The 3rd-longest-tenured head coach in the NHL, Andre Tourigny, had coached what could have been his last game for the Arizona Coyotes and the now Utah Mammoth in their 5-1 loss that saw them eliminated in the first round of the 2026 Stanley Cup Playoffs against the Vegas Golden Knights. At the moment, though, technically, he remains the 10th-longest-tenured coach since Utah became a new franchise. The Mammoth have interestingly decided to re-sign Tourigny to a new deal that will see him coach the team for the next two seasons, 2026-27 and 2027-28 (so long as he isn't fired).
It seemed like the end until a good turnaround for Tourigny
After being hired by the Coyotes, Tourigny saw some ugly seasons at first. Tourigny might have been fired by many other teams with a 25-50-7 record in the 2021-22 season. The Coyotes again missed the playoffs the next season, finishing 28-40-14 in the 22-23 season. In the final season in Arizona, the team improved significantly but still posted a negative record of 36-41-5. Most of the time, coaches with such records are fired, but the Coyotes were clearly rebuilding, and their fortunes started to turn around in Utah.

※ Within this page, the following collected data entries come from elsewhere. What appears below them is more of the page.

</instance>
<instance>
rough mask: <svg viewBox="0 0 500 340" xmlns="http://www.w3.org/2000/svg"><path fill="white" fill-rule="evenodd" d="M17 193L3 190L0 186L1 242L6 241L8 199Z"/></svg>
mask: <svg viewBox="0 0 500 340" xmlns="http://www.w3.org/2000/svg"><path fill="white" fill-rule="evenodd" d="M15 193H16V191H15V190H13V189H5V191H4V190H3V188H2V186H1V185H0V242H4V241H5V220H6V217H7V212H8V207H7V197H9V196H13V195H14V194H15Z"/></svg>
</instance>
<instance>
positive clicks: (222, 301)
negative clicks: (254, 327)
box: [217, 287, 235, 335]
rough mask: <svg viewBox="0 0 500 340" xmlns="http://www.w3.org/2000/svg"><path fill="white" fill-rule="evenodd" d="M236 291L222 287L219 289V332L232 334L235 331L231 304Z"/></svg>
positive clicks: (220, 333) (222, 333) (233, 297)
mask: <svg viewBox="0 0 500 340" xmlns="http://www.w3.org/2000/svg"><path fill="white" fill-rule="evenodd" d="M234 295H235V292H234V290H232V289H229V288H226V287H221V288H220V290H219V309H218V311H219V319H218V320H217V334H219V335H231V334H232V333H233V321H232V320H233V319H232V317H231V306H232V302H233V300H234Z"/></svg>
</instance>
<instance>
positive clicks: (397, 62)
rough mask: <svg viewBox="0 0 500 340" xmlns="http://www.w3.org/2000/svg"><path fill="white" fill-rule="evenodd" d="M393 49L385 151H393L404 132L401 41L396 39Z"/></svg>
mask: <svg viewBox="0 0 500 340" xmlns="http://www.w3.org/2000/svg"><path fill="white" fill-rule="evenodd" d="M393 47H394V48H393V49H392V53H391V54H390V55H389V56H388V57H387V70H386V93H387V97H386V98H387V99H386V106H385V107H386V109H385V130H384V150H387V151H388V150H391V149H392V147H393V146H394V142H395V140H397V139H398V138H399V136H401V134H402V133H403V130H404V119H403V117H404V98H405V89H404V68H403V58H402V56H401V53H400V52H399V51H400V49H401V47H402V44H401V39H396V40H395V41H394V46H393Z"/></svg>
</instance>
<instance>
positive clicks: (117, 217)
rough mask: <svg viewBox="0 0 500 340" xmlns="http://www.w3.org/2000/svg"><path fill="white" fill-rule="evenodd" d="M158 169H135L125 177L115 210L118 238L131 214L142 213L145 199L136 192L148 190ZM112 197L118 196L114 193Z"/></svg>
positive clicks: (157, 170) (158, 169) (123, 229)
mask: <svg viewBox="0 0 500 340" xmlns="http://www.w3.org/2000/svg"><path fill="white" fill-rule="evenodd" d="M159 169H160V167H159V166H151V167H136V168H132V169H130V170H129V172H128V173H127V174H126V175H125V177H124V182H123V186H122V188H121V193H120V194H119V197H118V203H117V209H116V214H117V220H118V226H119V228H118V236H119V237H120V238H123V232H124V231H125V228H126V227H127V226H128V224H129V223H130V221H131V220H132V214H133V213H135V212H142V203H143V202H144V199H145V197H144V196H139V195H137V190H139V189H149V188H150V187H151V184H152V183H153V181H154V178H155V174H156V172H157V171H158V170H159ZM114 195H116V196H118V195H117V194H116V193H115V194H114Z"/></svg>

Tourigny would oversee the Utah Hockey Club, going 38-31-13, with the team losing too many overtime games and showing significant youth and inexperience in the first season in Utah. However, finally, this season, the Mammoth reached the playoffs with a 43-33-6 record, a big improvement for a team that had missed the playoffs for five straight seasons in both Arizona and Utah. Although they were eliminated in the playoffs, Utah looks primed to only get better in the future.
Why the deal may have been the right decision
Sometimes, in sports, teams must recognize which is a coach's fault and which is a player's. If the team is balanced and is barely affected by injuries, but still struggles mightily, then the coach no longer deserves to be the coach. However, if a team is young and rebuilding and unable to win games because of that, it is partly due to the coach and mostly due to the team's youth. When a team is rebuilding, it needs to accept losses and build on what it is given at that stage.
Eventually, unless a team just can't manage to complete a rebuild, it will begin to improve until it starts winning games. Not much fault should fall on the head coach or manager of a team if rebuilding, as the Coyotes and Mammoth were definitely doing so for a while. Sure, many coaches make bad decisions, even with a young team, but after constant improvement, the Mammoth, for now, made the right decision to re-sign Tourigny.